Microsoft’s increased involvement in OpenAI over the last year, paired with the non-profit’s more aggressive commercialization initiatives, has raised concerns that the organization has strayed from its basic goal of preserving humans as technology progresses.
Those concerns were heightened in November 2023, when OpenAI’s board abruptly ousted CEO Sam Altman in a fight over concealed trust difficulties. Following a reaction that threatened to destroy the firm and result in a major migration of AI engineering talent to Microsoft, OpenAI reinstated Altman as CEO and restructured its board.
OpenAI may find itself striving to demonstrate that their technology is still smarter than Google’s with the introduction of Gemini. “I am in awe of what it’s capable of,” said Eli Collins, vice president of product at Google DeepMind.
During a virtual press conference, Google declined to share Gemini’s parameter count—one but not the only measure of a model’s complexity.

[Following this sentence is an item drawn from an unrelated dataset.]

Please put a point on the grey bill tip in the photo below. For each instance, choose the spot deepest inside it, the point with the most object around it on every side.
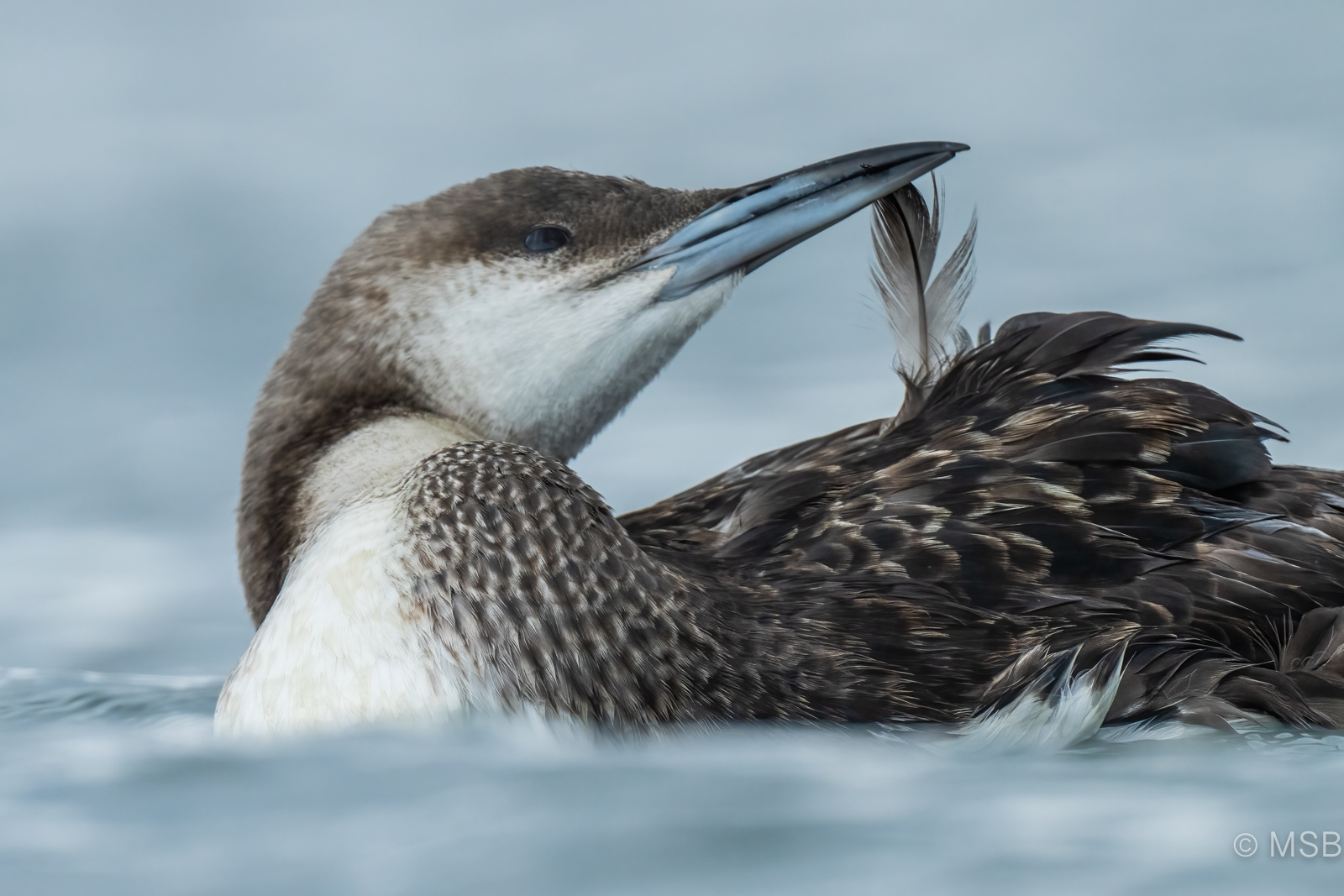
(764, 219)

The most capable version of Gemini outperformed GPT-4 on multiple choice examinations, grade-school math, and other benchmarks, according to a white paper released on December 6, However, there are ongoing hurdles in developing AI models to learn higher-level reasoning skills.
Some computer scientists argue that huge language models have limits since they work by continuously guessing the next word in a sentence and are prone to making up errors known as hallucinations. “With Gemini, we made tremendous progress in what is known as factuality. As a result, Gemini is our most accurate model in this category. “Still there is unsolved scientific problem that are remarked by Collins.